Empowering your Databricks Lakehouse with Microsoft Fabric

Microsoft Fabric is the new Microsoft branded analytics platform that integrates data warehousing, data integration and orchestration, data engineering, data science, real-time analytics, and business intelligence into a single product. This new one-stop shop for analytics brings a set of innovative features and capabilities by providing a transformative tool for data professionals and business users. With Microsoft Fabric, you can leverage the power of data and AI to transform your organization and create new opportunities.

For more Microsoft Fabric topics 👉 Microsoft Fabric | element61

Why should you be eager to explore this insightful content

Unleash the boundless potential of Microsoft Fabric, which can seamlessly integrate with your Databricks data lakehouse. In this insight you will discover the benefits of using Microsoft Fabric on top of your enterprise data, specifically when exploring the Direct Lake feature and its relevance to your modern data platform. And finally, you will uncover the easiness of integrating both worlds.

The information is intended for individuals or for companies who have invested in a Databricks-enabled data lakehouse and seek to utilize Microsoft Fabric as a reporting tool. In the image below you see a diagram of your modern data platform using Databricks as a transformation engine where only the semantic layer will be served by Microsoft Fabric instead of Power BI.

Azure Reference Architecture-MDP with Databricks Wokspaces and fabric

By harnessing the power of Direct Lake, you can enhance compatibility between Microsoft Fabric and your Databricks lakehouse (explained in the next chapter).

What is Power BI Direct Lake mode and V-ORDER

I can refer to a quote on the Microsoft documentation describing the new nifty feature of the Power BI Direct Lake novelty.

Direct Lake mode introduces an innovative dataset capability for analysing large data volumes in Power BI. It enables loading parquet-formatted files directly from a data lake without the need for querying a Lakehouse endpoint or importing data into a Power BI dataset.

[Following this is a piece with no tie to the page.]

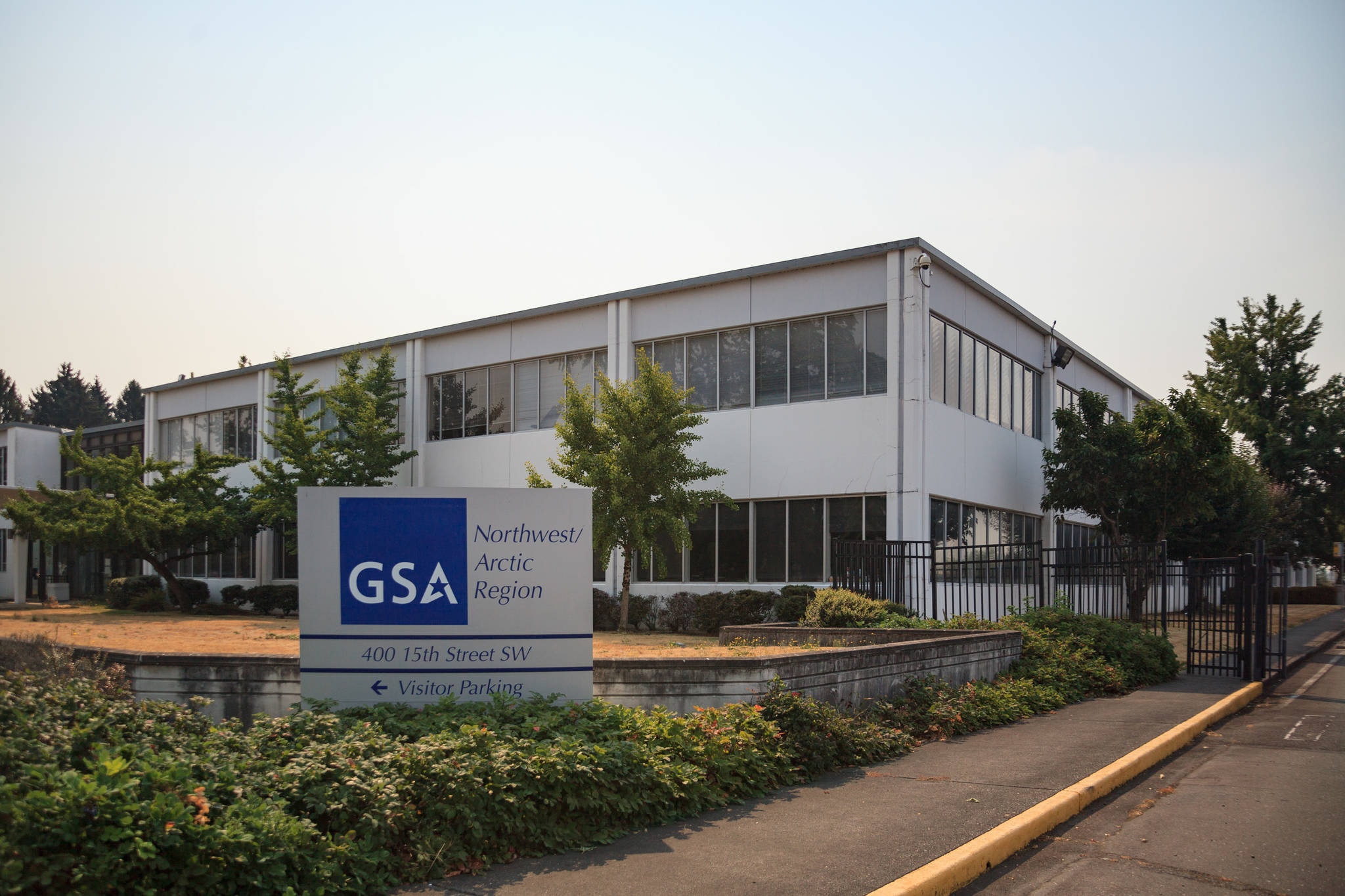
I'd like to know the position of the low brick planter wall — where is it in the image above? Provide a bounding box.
[0,645,299,721]
[593,626,1022,712]
[720,622,952,647]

With Direct Lake, data is loaded efficiently into the Power BI engine for swift analysis.

In other words, Power BI Direct Lake mode is kind of a direct query connection to your data lake, with the advantage that Power BI can swiftly load data without the overhead of translating a Power BI action into queries that are executed against the data lakehouse. This performance is influenced by how your data is structured in the data lake. The Delta file format plays a crucial role in enhancing performance, but to achieve blazing-fast visuals in Power BI, the V-ORDER algorithm comes into play.

Direct Lake Mode-Import vs Direct Lake

V-ORDER compresses and reorders data in your delta files in your data lakehouse, optimizing it for a seamless visualization experience in Power BI and other Microsoft Fabric workloads (like SQL endpoints). It provides an in-memory-like experience. The V-Order optimization will become standard for every newly created table in the Microsoft Fabric data lakehouse.

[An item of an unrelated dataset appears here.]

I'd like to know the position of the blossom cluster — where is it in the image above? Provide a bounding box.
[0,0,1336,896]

At this moment though, the algorithm is not available as an optimization technique in the Databricks workspace. But V-Order is 100 percent compliant with the open Delta format, so V-ORDER is fully compatible with Databricks as a processing engine, enabling optimization of delta files on data lakes using Microsoft Fabric and a Spark pool. This results in the fact that you can leverage Direct Lake mode on top of your gold layer, created by Databricks engines, and optimized by the Microsoft Fabric spark compute engine. A symbiosis of two worlds 👌

Direct Lake Mode-Direct Lake Mode on Databricks Lakehouse

If you want to have some insights into the performance comparison between Direct Lake and the other import modes. You can always read a great article benchmarking these against each other called Comparing Direct Lake and Import Mode in Power BI.

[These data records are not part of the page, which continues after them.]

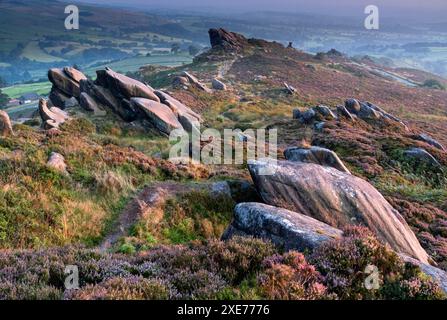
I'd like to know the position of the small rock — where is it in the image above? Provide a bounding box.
[314,105,337,120]
[293,109,302,119]
[337,106,355,121]
[416,133,446,151]
[345,99,361,114]
[212,78,227,91]
[0,110,14,137]
[284,146,351,173]
[404,148,441,167]
[47,152,67,173]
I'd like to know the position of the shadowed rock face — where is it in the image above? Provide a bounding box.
[222,202,342,251]
[39,99,70,130]
[130,98,183,134]
[0,110,14,137]
[248,159,428,263]
[208,28,248,50]
[284,146,350,173]
[95,68,160,102]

How to activate V-ORDER on a Databricks-powered Data Lakehouse

The steps to take are rather simple. First, you need to shortcut your Databricks-powered data lakehouse to Microsoft OneLake. Be sure that the table is a delta table, otherwise it won't work. When shortcutting Databricks Data Lakehouse, the table will become visible in your Microsoft Fabric workspace. Then, we optimize the table using a Spark notebook in Microsoft Fabric:

%%sql

OPTIMIZE <table|fileOrFolderPath> VORDER;

The <table|fileOrFolderPath> placeholder should be replaced by the table name.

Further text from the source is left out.